The Hudson Valley is in my humble opinion one of the most beautiful places on Earth. I went to school there, in a little spot called Annandale on Hudson, New York. It's not really a town -- just the Bard College campus and woods -- but it sits right in between Red Hook and Tivoli, two very different but equally quaint little towns. As the name suggests, the Hudson Valley is the lush indentation of land that surrounds the Hudson River on each side. It's one of the oldest parts of the country, not to mention the most literary. This is where the Headless Horseman rode through Sleepy Hollow, where Rip Van Winkle slept for twenty years, and where Edith Wharton's doomed heroine Lily Bart did her most ambitious social climbing. Many of the towns have Dutch or German names (such as Saugerties, the town next to Woodstock and the place where the iconic rock concert actually took place, or Rhinebeck, where the uppermost classes of the early 1900's kept their grand country estates), reflective of the area's long history as New Netherland, before the English came to colonize it.

I could probably go on and on about this area -
- having lived there for four years I'm very attached to it, and as a writer I found myself continuously inspired by it. The buildings make up no small part of the inspiration factor. If you drive through Tivoli, or down River Road into Rhinecliff and Rhinebeck, or to a greater extent through formerly booming port towns like Kingston and Hudson, you get this sense of decaying elegance, of a once grand area being gently washed away by time and water. This great photograph by Virginia Wilcox below is a nice example of what I mean (see more of her work here). The houses you see are inarguably beautiful, mostly spacious Victorians loaded with wraparound porches and bay windows and other architectural details, or simple upright Colonials, like the one in Kingston with a plaque commemorating the night George Washington spent there. But the damp valley climate is not ideal for preservation, and wood begins to warp, and paint chips, and once spectacular estates, like Edith Wharton's family's, fall into ruins. So everything has an aging, wet, shabby beauty to it. I guess what I like about the Hudson Valley aesthetic is that you can see the history in a building -- you can tell what it looked like when it was new and you can see how that newness has faded. Like I said, I could go on and on.

That said, there are also a number of those elegant riverside mansions that have been beautifully preserved -- in fact, visitors to the Valley can go on a number of historic house tours. The building below is called Olana, and is located right on the river, near the town of Hudson. It was the home of Frederick Church, a famous painter from the Hudson River school. He wanted to build his house on the spot with the most beautiful view of the Hudson, and he did, but today that view is marred somewhat by power cords and the white towers of a factory next to the water. The house was designed by Calvert Vaux after Church, who had originally intended to replace his cottage on the hill with a French-style manor on the hill, went on a tour of the Middle East with his wife and son, and came back so impressed with the Islamic art and architectural styles he had seen on his trip that he decided to reimagine his house on the hill as a Moorish palace.

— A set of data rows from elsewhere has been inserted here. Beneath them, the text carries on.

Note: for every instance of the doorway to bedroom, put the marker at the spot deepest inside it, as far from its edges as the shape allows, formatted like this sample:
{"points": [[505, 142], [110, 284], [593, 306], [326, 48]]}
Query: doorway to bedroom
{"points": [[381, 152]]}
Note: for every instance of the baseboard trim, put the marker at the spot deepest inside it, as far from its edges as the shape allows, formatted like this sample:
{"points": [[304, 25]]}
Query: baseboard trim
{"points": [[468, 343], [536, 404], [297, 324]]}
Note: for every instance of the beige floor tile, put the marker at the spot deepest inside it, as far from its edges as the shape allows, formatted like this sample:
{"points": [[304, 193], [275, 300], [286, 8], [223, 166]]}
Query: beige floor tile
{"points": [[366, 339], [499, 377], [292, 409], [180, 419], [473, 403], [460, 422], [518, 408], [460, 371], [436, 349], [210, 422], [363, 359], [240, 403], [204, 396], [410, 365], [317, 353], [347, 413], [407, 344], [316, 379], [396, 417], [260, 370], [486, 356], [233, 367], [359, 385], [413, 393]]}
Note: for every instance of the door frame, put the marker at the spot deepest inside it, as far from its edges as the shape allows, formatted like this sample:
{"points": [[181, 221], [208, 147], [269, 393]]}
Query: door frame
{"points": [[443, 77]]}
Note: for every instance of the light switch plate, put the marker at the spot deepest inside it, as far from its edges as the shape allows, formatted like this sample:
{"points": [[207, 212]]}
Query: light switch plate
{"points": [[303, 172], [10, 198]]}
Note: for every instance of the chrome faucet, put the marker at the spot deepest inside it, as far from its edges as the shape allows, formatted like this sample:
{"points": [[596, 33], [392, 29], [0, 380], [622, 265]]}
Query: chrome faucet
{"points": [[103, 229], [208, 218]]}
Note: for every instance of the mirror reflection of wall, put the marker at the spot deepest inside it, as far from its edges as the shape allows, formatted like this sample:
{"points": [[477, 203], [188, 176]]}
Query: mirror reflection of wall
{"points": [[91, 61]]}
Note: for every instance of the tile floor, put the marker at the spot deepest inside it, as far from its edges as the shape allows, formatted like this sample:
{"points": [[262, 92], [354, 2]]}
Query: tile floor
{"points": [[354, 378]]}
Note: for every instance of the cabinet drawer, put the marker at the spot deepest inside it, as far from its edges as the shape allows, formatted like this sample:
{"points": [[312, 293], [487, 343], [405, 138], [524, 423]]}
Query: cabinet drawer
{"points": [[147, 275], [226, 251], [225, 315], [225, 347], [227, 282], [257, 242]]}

He filled the house with his extraordinary art collection: paintings, sculpture, artifacts and antiques from all over the world. Olana's website calls the house "a Persian fantasy adapted to American tastes and manners." Indeed the collection, not to mention the house itself, is a crazy mixture of periods, styles and cultures: Arabic oil lamps sit on mantles next to busts of French aristocrats, and neoclassical bronze statues stand on Persian carpets. Church's daughter-in-law, who inherited the house along with her husband and lived at Olana until 1964, was adament about keeping the house and collections exactly as Church left them. As a result the Olana you can visit today is virtually unchanged from the Olana that Frederick Church lived in and meticulously, eclectically decorated.